The main aim of the cooperative banks was to eliminate the role of money lenders and give the needy access to credit. Unfortunately even after all these decades the goal remains unachieved. The interest rates charged by cooperatives on loans are unaffordable for many in the agricultural sector. One way to solve this problem is to offer differential interest rate in accordance with the asset value.
To implement this, what is required is a set of highly skilled staff. Though many states now ask for Higher Diploma in Cooperation (HDC), it is not sufficient to equip the employees to deal with practical challenges. Promotional institutions like National Federation of Urban Cooperative Banks and Credit Societies Limited (NAFUCB) do offer high level training modules to the officers on how to tackle the issues of cooperative banking. But since the nature of these programs is voluntary and not mandatory, the benefits of it do not percolate down to every level. So efforts should be taken to make these training programs all inclusive which would mean even the primary credit societies should come under its ambit. This will enable the employees to identity NPA’s and grant loans accordingly.
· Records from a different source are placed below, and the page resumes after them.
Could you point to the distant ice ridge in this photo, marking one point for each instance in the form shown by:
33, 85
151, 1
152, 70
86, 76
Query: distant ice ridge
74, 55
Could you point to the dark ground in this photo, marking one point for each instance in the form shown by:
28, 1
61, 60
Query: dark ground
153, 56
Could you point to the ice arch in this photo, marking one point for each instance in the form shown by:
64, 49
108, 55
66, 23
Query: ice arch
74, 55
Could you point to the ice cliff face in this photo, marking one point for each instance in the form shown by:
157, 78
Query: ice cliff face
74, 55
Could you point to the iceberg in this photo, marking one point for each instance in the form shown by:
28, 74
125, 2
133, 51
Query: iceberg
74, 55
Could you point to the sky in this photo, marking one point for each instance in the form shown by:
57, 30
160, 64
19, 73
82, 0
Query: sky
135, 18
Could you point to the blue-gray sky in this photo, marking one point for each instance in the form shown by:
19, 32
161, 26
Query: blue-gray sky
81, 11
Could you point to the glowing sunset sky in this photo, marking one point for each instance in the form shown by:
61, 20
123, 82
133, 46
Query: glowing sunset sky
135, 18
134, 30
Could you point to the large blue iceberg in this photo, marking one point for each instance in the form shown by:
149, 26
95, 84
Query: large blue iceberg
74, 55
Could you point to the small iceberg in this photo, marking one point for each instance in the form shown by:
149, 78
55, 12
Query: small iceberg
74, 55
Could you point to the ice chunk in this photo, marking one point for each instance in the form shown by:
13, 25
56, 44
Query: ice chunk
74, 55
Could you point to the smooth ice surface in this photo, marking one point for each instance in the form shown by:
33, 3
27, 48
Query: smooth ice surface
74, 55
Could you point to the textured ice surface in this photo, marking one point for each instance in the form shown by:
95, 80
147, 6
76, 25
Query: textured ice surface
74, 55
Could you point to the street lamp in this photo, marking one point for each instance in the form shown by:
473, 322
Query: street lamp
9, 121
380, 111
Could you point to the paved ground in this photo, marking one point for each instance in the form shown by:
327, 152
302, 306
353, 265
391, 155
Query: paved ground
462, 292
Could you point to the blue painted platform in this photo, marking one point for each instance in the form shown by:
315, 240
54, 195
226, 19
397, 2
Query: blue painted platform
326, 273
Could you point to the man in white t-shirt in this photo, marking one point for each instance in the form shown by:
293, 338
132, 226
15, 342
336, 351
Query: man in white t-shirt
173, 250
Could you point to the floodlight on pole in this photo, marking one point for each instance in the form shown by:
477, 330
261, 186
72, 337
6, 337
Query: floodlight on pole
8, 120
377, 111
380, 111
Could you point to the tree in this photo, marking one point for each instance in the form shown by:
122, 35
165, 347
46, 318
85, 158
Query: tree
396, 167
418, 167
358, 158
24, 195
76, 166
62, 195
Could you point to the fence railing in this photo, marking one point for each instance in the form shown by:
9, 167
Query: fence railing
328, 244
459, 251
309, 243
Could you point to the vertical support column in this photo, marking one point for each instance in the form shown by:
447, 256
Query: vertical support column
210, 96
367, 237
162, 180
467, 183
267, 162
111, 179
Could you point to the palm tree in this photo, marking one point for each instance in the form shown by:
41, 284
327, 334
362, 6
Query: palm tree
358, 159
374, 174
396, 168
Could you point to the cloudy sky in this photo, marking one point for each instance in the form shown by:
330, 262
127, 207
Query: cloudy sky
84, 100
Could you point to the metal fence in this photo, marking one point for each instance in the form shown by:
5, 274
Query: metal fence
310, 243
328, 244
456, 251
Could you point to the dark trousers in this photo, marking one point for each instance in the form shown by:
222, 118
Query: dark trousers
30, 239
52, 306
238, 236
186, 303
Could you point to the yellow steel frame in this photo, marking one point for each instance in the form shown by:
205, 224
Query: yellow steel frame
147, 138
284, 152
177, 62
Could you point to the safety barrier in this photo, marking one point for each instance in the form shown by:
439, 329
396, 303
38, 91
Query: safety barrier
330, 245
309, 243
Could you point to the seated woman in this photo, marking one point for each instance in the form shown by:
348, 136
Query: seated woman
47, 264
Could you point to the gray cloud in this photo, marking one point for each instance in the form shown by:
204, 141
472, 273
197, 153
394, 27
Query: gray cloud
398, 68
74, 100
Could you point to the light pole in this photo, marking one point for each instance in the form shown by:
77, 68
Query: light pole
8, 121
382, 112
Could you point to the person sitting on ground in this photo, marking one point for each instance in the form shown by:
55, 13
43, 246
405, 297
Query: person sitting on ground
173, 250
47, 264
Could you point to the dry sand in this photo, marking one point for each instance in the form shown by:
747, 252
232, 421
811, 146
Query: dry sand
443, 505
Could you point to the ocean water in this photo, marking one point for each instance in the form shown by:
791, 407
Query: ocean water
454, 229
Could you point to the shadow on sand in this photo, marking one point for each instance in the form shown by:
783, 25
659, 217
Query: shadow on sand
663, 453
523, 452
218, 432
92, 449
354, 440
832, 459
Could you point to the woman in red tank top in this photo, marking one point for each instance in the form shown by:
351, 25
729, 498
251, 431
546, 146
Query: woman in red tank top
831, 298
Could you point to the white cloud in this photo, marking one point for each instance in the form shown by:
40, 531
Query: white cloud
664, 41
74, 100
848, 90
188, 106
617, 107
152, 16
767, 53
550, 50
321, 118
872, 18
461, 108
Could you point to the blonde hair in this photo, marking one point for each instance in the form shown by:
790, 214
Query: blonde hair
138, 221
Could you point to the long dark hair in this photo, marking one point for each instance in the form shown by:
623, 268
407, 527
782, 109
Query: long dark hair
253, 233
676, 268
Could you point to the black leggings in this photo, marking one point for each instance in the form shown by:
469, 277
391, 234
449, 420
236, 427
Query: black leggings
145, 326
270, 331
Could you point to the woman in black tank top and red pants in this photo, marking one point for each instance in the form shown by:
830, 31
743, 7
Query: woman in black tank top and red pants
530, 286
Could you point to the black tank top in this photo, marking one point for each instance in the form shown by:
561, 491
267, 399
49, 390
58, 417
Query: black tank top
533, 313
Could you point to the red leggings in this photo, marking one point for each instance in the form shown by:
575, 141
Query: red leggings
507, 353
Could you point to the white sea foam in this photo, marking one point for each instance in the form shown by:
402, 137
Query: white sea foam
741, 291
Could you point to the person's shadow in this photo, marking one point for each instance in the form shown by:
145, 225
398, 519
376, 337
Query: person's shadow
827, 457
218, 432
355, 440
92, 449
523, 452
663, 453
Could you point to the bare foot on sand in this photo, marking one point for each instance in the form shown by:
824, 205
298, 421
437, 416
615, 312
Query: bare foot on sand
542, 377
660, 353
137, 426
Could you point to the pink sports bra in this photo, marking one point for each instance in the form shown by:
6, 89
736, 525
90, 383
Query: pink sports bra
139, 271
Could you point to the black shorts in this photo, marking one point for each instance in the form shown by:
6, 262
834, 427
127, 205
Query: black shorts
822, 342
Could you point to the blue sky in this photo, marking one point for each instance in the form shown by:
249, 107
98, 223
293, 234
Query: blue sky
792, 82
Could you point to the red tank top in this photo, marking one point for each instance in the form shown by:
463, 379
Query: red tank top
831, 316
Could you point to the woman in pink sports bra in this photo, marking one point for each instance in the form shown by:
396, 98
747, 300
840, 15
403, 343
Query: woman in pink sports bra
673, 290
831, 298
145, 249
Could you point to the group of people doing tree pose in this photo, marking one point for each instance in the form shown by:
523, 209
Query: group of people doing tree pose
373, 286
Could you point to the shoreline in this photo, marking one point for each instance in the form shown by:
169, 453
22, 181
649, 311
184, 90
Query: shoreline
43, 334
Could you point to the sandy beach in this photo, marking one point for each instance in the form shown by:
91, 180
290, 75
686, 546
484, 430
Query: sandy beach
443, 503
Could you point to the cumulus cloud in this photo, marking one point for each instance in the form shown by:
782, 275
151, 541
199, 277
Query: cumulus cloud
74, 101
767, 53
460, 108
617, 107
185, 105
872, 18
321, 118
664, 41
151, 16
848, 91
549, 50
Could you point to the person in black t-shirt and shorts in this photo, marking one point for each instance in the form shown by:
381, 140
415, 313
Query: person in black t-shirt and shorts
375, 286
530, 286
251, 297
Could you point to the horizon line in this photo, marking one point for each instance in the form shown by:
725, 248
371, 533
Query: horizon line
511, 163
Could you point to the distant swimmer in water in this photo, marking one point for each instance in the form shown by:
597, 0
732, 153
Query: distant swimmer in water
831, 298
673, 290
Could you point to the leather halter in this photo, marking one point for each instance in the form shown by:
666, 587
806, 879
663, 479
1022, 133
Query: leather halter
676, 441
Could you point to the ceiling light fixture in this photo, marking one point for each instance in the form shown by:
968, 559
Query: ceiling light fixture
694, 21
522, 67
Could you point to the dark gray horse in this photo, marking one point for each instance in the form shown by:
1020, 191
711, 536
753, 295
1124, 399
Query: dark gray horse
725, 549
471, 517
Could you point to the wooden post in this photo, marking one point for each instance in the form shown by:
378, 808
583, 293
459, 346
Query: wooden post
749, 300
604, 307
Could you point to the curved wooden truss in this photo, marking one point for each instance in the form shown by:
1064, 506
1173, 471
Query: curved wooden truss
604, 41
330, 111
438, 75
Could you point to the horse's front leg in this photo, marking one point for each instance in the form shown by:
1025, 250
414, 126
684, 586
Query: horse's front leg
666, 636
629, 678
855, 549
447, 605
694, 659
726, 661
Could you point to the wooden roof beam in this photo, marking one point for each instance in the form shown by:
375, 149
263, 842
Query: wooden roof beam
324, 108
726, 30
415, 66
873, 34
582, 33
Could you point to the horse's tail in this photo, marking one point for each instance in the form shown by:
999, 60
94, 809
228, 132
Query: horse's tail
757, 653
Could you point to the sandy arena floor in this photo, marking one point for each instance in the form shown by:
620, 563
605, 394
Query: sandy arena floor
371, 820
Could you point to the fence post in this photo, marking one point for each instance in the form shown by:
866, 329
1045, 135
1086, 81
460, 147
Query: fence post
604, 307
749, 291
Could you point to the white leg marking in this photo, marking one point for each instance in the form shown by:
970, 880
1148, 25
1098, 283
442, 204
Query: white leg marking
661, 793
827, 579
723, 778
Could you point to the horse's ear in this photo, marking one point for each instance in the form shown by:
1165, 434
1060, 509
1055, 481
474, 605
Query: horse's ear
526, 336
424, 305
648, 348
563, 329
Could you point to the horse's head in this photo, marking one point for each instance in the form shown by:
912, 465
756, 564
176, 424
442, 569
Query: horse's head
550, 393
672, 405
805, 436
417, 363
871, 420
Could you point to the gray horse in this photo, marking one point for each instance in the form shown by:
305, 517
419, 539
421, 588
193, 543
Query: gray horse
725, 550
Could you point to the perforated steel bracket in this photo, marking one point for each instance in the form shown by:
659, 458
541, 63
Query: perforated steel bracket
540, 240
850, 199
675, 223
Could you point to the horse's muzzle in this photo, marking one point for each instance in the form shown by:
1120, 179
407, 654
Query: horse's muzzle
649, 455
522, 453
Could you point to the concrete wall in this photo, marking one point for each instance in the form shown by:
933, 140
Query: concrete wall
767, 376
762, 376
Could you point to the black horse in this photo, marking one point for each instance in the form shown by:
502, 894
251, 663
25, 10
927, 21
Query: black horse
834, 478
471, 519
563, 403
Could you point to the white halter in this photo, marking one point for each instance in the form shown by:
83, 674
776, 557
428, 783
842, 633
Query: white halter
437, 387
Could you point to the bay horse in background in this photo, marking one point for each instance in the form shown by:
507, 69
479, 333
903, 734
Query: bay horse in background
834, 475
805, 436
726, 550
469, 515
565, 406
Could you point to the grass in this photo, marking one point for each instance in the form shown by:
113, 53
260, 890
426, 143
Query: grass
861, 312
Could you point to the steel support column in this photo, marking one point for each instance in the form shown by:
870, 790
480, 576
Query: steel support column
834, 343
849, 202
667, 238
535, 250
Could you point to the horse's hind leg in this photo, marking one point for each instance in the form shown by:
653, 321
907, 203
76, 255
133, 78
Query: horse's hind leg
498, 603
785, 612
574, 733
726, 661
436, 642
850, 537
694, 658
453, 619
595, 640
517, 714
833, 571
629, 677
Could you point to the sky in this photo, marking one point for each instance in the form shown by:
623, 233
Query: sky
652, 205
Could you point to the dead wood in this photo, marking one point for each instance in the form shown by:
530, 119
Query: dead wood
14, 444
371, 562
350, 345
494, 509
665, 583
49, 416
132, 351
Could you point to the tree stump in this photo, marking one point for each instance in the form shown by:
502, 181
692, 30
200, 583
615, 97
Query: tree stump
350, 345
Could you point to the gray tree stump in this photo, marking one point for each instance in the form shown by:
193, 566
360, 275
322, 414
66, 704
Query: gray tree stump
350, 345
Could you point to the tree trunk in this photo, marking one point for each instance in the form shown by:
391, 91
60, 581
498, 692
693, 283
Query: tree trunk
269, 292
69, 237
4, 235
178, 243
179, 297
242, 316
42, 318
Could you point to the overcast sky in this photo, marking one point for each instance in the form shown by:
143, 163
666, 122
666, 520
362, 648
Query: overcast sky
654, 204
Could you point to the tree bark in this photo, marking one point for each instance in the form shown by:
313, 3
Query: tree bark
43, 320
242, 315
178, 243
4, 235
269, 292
Another factor as has been discussed is the lack of technology. Here again, the promotional agencies have a greater role to play. In the current scenario, big cooperative banks outsource the banking software from elsewhere. This requires a lot of money, something which the smaller cooperatives can ill-afford. What can be done is to develop uniform software for all the cooperative banks and create a provision where cooperatives that do not have the financial means to buy it are given interest free loans. Only systematization will be able to plug the loopholes and stop the exploitation that has become rampant.
The cooperative banks in an area can also form a consortium where they pool in their resources to offer facilities like ATM and mobile banking to its members. Cooperative banks in Gujarat have implemented this model on an experimental basis. Otherwise, an apex bank can offer these facilities on behalf of the cooperative banks. Getting experienced personnel from the commercial banks would be a good step in working out the modalities of such a partnership.
There is an urgent need to stop the practice of letting cooperatives catering to the same objectives function in an area. Often this is done, by slight tweaking in the words. Such a practice defeats the very purpose of the movement. The aim of cooperative banks is to facilitate an environment where people with same interests can come together and find a solution to their problems. Yet another major concern is the restricted ways in which loans are given. For example an agricultural society should be able to cater to all needs of its members and not place conditions where money is released only for some stated purposes.
In the end, no plan will work without accountability. Taking a cue from the New Companies Act, board of directors should be made accountable to the decisions taken by them. There should be timely dispersal of information to all the members. In addition to this, yearly auditing and inspection should be conducted by an external agency. Those in power should be made personally liable for any malpractice in the organization’s functioning in order to bring in the much needed efficiency.
These measures are but a start to clean up the mess in the sector. The importance of cooperative banks should be seen in the larger perspective of food security and employment generation. Both the rural and urban economies with highly unorganized portions are in need of reliable finances. Especially, for the agricultural sector, institutional credit can go a long way in addressing the problems of ever growing debts. A greater flow of finances will ensure prosperity of not just the farmers or entrepreneurs but the country as a whole.